Here's the deal, economic value is all about returns on capital.

User value or some other sort of "value" may well fit with what you're
arguing, but fundamentally, economic value is all about return on investment.
That means how much is my investment growing? Growth, therefore, must be
measured in real dollars. If it's not able to be converted into a liquid
asset, it's not real, it's speculative. So, until such time as you can
actually, demonstrably monetize the "value" you're asserting exists in a
company like Pandora, is, in fact, speculation and nothing more.

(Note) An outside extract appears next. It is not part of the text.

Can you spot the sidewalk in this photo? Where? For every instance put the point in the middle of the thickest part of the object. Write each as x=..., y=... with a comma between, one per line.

Bubbles are driven by speculation en masse. Some people get rich in them
(because they sell before the crash). Every time there's a bubble, people
start talking about how the old rules don't apply. Thus far, every time,
they've been wrong... and it's because to increase value, you need to be able
to monetize the offering. If not, you're creating user value, but no economic
value.

Over anything but short-runs, investors want returns on capital – because you
can find them elsewhere... so if your capital is tied up in an investment that
isn't actually producing monetizable products, it's not producing capital
gains. Therefore, there's a clear opportunity cost associated with putting
capital some place that it's not growing in any sort of real (i.e.:
liquefiable way within some predictable timeline) – and if the investment
stays like that for too long, investors will go elsewhere, for greener
pastures.

------
incongruity
The problem I have with this is that there's a lot of conflating what "should
be" with what _is_ – he talks a lot about "intelligent investors" and "good
investors" – but that says nothing about what is (or isn't) actually
happening.

It's precisely when bad investments get made quickly, at irrationally
exuberant levels that we get bubbles – and the claim is that there is exactly
that sort of irrational exuberance going on with many startups/or in VC
funding in the tech sector. The only thing that the author offers to refute
that specific claim are his own assessments of valuations, but no hard
numbers.

Further, he tries to argue that the Instagram purchase is justifiable because
it's only 1% of FB's value – but that's just it – that sort of thinking is
begging the question (in the old sense of the term) or circular. Based on what
I've read, a 100 Billion valuation of FB would put its P/E ratio at around 100
– that's high. Really high.

So, what if it trades closer to a 20 P/E ratio (where many other tech
companies are) – that means the Instagram purchase was nearly 5% of FB's worth
– for a 13 person startup with no revenue – made only as a defensive play,
according to some. To me, that's excessive.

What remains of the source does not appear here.